Sweet Filo Cups
ready in 55 min.
- 14 ozs Yufka pastry
- 1 egg white
- butter (to grease the pan)
- 1.333 cups mixed Berry (blackberries, blackcurrants, strawberries etc. , washed, sorted and prepared)
- For the Filling
- 1 cup semi-sweet chocolate (70% cocoa, roughly chopped)
- 500 milk
- 1 Vanilla bean
- ¼ cup Corn starch
- 2 egg yolks
- 4 Tbsps sugar
How healthy are the main ingredients?sugar
Filo pastry can be used as a substitute for yufka pastry.
Heat the oven to 200C fan assisted / 220C / 425F / gas 7.
Brush each pastry sheet with a little beaten egg white and layer in stacks of 4 sheets. Do not brush to top layer with egg white.
From the layered pastry, cut out 12 squares about 10 cm along each side.
Butter the cups of a muffin tin.
Lay the pastry squares in the muffin tin cups and bake for 10 minutes until crispy. Remove from the oven, rest briefly then carefully remove from pan and let cool.
To make the filling, melt a third of the chocolate and spread thinly onto a marble slab. Leave until completely hardened then scrape off with a spatula and reserve for the garnish.
Pour the milk into a pan reserving 3 tbsp to mix with the corn starch.
Slit open the vanilla bean lengthways, scrape out the seeds and place seeds and bean pod in the milk along with the remaining chocolate. Heat slowly while stirring.

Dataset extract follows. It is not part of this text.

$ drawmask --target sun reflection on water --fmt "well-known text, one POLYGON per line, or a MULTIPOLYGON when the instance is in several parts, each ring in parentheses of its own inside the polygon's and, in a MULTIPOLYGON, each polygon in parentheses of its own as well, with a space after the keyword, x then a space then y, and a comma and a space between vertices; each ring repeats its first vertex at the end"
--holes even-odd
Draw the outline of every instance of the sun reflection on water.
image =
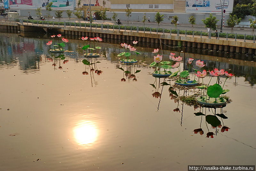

Remove the vanilla bean pod, mix the corn starch to a paste with the reserved milk and add to the chocolate milk. Bring briefly to a boil and remove from the heat.
Beat the egg yolks and sugar in a metal bowl over simmering water until creamy.
Remove from the pan of water, slowly pour in the chocolate milk and return to the heat. Beat again until thick and creamy but do not allow to boil.
Let the filling cool, stirring occasionally, and spoon into the pastry cases. Divide the berries between the tarts and garnish with the shaved chocolate curls.